However, the efficiencies of such detectors are much lower.
The energy required to create an electron-hole pair or to promote an electron from the
valence band to the conduction band in a semi-conductor is far less than the energy
required to produce a photon in a scintillation crystal. In gamma-ray spectrometry a high
purity germanium (HPGe) detector can provide an energy resolution of 0.14-0.18 % for
the 1.33 MeV photon of cobalt-60.
Liquid scintillation counting
For beta-emitters like 35S, 14C and 3H, where self-absorption of the low-energy beta
particles is significant, the preferred counting method is by liquid scintillation, which can
occasionally be employed also for emitters of X-rays, alpha-particles, and gamma-rays. If
the sample to be counted is dissolved in, or mixed with, a solution of an appropriate
scintillator material, the decay energy from the sample is converted into light photons.
These are sensed by a photomultiplier, which converts them into an electric pulse, whose
intensity is proportional to the energy of the initial radiation. Thus, simultaneous counting
of several radionuclides differing in the energy of emitted radiation can be effected with
suitable discriminators (pulse-height analysers), provided the energy separation is
adequate. Detection efficiencies approaching 95 % for 14C and 60 % for 3H are reached
because self-absorption is minimized.
The scintillator (to check the chemical) solute usually consists of a polycyclic aromatic
compound, such as p-terphenyl or 2,5-diphenyloxazole (primary solute), together with a
secondary solute, such as 1,4-di[2-(4-methyl-5-phenyloxazole)]benzene (DimethylPOPOP), that shifts the wavelength of the light emitted to match the highest sensitivity of
the photomultiplier tube. Water-immiscible solvents, such as toluene, or water-miscible
solvents, such as dioxan, can be used. To facilitate the counting of aqueous solutions,
special solvents have been developed. Alternatively, samples may be counted as
suspensions in scintillator gels. As a means of attaining compatibility and miscibility with
aqueous specimens to be assayed, many additives, such as surfactants and solubilizing
agents, are also incorporated into the scintillator. For accurate determination of sample
radioactivity, care must be taken to prepare a sample that is truly homogeneous.

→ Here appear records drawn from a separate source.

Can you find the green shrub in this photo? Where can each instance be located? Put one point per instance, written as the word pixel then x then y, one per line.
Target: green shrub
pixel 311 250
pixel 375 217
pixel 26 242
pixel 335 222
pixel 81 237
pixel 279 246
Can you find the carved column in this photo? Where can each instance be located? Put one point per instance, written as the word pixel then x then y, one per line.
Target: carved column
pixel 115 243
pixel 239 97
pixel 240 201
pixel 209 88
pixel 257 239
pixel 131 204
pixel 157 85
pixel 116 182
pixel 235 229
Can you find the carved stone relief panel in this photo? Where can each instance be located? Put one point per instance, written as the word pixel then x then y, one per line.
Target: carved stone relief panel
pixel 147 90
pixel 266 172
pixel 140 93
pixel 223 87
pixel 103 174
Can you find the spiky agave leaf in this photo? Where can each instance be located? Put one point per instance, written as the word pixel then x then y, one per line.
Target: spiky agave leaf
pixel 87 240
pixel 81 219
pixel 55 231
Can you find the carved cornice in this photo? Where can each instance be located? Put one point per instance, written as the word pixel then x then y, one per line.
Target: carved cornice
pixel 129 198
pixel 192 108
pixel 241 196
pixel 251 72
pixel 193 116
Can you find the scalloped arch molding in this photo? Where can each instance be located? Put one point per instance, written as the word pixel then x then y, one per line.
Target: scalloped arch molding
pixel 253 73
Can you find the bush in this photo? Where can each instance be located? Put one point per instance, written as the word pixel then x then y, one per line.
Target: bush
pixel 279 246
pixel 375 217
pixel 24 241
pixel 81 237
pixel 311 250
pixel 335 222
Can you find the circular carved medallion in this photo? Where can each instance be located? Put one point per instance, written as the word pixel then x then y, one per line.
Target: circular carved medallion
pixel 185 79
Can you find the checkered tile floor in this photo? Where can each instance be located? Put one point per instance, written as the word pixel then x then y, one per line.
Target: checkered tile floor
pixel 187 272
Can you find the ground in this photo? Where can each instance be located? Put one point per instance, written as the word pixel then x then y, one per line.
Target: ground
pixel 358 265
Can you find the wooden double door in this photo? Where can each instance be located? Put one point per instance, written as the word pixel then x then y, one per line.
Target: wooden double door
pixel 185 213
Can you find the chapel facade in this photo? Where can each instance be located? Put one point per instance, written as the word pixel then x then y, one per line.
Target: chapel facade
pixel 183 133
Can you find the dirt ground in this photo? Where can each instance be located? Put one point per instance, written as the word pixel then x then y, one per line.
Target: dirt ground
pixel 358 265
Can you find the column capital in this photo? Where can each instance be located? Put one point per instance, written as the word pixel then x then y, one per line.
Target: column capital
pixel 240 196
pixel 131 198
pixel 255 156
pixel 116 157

The
presence of impurities and colour in the solution causes a decrease in the number and
energy of photons reaching the photomultiplier tube; such a decrease is known as
quenching. Accurate radioactivity measurement requires correcting for count-rate loss
due to quenching. Solutions containing organic scintillators are prone to photo-excitation
and samples may need to be prepared in subdued light and kept in darkness before and
during counting process.
Half-life period
The time in which the radioactivity decreases to one-half its original value.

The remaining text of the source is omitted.